What you do now is go to the 2nd column from the right and match the closest number to the moa mark on the scope. Then you look to the left and see what yardage that mark corresponds to. I wish I knew how to make the numbers in color so they come out more plain but......this would be the estimate. 1st notch....320yds......2nd 430 yds, 3rd 535yds, and top of post 640yds.

 

[Bart B]

For what it's worth, across several internally adjusted scopes of the same make and model, one can easily find a few percent differences in how far a given change on the adjustments move bullet impact. That's 'cause lenses used in optics have tolerances in their focal length. Two percent is common and a one percent tolerance is rare and costly. When one adds up all the tolerances, it's going to explain why the physical image size at the adjustment plane varies across several scopes. Which means a given adjustment change will result in a smaller bullet impact change for a larger image (from longer focal lengths) at the adjustment plane than a smaller image (from shorter focal lengths).

The mechanics across a given make and model have close to zero tolerance. A given thread count and length of the erector tube between pivot and adjustment point are fixed. So these parts will give the same amount of movement per click/mark; lost motion and slop excluded.

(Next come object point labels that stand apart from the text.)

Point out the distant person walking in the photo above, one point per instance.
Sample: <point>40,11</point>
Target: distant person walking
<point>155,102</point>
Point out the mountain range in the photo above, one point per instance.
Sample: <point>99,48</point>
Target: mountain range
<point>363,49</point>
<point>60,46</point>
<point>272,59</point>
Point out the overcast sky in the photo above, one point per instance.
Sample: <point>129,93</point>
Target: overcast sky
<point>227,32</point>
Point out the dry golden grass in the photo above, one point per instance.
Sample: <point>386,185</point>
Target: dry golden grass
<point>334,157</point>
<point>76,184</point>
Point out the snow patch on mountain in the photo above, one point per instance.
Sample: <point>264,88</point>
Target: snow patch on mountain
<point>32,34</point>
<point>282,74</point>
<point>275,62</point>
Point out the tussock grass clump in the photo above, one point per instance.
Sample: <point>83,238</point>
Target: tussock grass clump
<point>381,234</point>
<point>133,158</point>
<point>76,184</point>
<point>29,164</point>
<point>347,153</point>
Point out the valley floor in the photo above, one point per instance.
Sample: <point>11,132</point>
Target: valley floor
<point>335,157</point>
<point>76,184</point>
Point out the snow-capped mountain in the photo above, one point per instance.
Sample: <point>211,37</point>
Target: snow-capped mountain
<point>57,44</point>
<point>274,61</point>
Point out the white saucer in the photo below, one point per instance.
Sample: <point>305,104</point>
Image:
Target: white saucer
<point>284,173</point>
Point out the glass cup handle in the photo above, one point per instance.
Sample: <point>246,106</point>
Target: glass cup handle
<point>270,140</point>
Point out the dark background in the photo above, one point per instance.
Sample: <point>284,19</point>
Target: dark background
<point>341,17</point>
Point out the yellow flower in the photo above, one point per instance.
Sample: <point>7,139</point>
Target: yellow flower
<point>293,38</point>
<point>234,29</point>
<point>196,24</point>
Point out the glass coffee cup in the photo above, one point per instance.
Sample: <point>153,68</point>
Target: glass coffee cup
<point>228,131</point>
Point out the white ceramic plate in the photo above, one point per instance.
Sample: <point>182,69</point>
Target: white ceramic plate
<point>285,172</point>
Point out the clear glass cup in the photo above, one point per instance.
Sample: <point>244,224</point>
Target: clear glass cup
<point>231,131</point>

The only scopes that have exactly the same movement per click are the externally adjustable ones having mounts spaced the same distance apart. Lens focal length doesn't come into play with these as its simple mechanical movement and uniform threads per inch of the adjustments that make 'em this way.

The result of lens focal length and pivot arm length of the erector tube combined with exactly how far the mechanics move per click/mark determines the movement. It ain't always exactly 1- or 1.0472-inch (whatever you believe is correct) at 100 yards per MOA of adjustment change. Again, only the externally adjusted scopes moving exactly .002-inch on a 7.2-inch mount spacing that moved impact exactly 1 inch at 100 yards per MOA of change. Makers of internally adjusted scopes may quote some movement per adjustment, but manufacturing tolerances rarely make it so.

It pays to determine your scope's impact change per click/mark of adjustment. 'Tain't easy, but can be done and will resolve a lot of problems when "exact" stuff is needed.